Violência, misoginia e desumanização

Outro aspecto destacado foi a conexão entre o crescimento dessas comunidades digitais e a propagação de práticas violentas que, muitas vezes, aparecem de forma fragmentada e aparentemente dispersa. Misoginia, maus-tratos aos animais, ataque a professores, culto à agressão e defesa da humilhação do outro foram apresentados como expressões de um mesmo ambiente cultural.

Henrique argumentou que esses conteúdos não surgem isoladamente. Eles funcionam como etapas de dessensibilização, criando disposições subjetivas compatíveis com ideologias autoritárias.

Nesse sentido, o fenômeno extrapola a esfera da opinião e alcança a formação afetiva e moral de adolescentes e jovens, o que torna ainda mais urgente o debate público sobre a responsabilidade das plataformas e sobre o papel da escola, das famílias, dos movimentos sociais e das organizações democráticas.

O desafio democrático

A entrevista também apontou para um problema mais amplo: o nazismo contemporâneo não pode ser enfrentado apenas como caso de polícia, embora a responsabilização penal seja necessária em muitos casos. O desafio é também político, educacional e cultural.

O debate indicou que a sociedade brasileira ainda subestima a capilaridade dessas redes e, em muitos casos, reage apenas quando a violência já se materializou em ataques, crimes ou tragédias. Antes disso, permanece invisível um processo contínuo de formação ideológica que ocorre em fóruns, grupos, perfis e comunidades digitais.

Ao tratar das experiências internacionais e da circulação transnacional dessas ideias, Henrique chamou atenção para o fato de que o problema não é exclusivamente brasileiro. Mas insistiu que o país precisa reconhecer a gravidade interna do fenômeno e agir com mais clareza diante da presença organizada de grupos neonazistas.

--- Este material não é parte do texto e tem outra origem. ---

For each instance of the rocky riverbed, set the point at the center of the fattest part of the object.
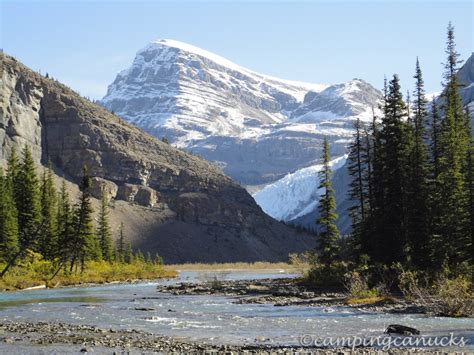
(285, 292)
(89, 339)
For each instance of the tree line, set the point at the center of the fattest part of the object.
(412, 182)
(34, 216)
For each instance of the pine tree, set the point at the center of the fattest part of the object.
(49, 232)
(104, 233)
(121, 245)
(85, 246)
(65, 226)
(451, 225)
(329, 235)
(434, 140)
(27, 198)
(391, 162)
(357, 188)
(8, 221)
(417, 189)
(128, 258)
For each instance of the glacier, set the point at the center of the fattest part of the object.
(296, 194)
(257, 128)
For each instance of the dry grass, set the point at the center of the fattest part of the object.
(257, 266)
(40, 272)
(369, 300)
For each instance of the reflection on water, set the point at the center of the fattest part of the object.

Educação, regulação e organização social

Sem reduzir a questão a uma única saída, a conversa apontou três frentes indispensáveis de enfrentamento: educação crítica, regulação das plataformas e fortalecimento da organização social democrática.

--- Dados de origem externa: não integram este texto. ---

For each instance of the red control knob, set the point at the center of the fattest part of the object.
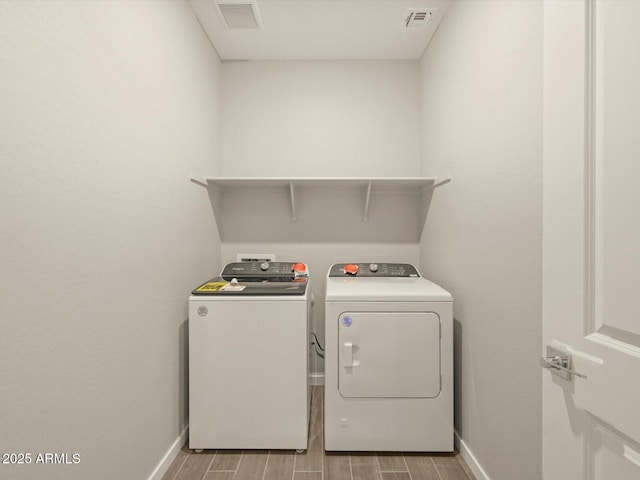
(351, 269)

A educação aparece como ferramenta decisiva para reconstruir a empatia, a capacidade de discernimento e a leitura histórica. A regulação das plataformas surge como necessidade diante da assimetria entre a velocidade de propagação do ódio e a fragilidade dos mecanismos de controle. E a organização da sociedade civil é tratada como condição para disputar valores, referências e horizontes com a juventude.

O alerta deixado no programa é claro: o nazismo do século XXI não chega necessariamente com a mesma estética do século XX, mas preserva seu núcleo de violência, hierarquia e desumanização. E encontra nas redes sociais um ambiente particularmente favorável para se atualizar, se difundir e recrutar.

Ao fim, a entrevista reforçou que o combate a esse avanço exige nomear corretamente o problema, compreender seus mecanismos contemporâneos e reconstruir, no campo democrático, uma resposta capaz de disputar a juventude antes que o ódio a transforme em base social permanente do autoritarismo.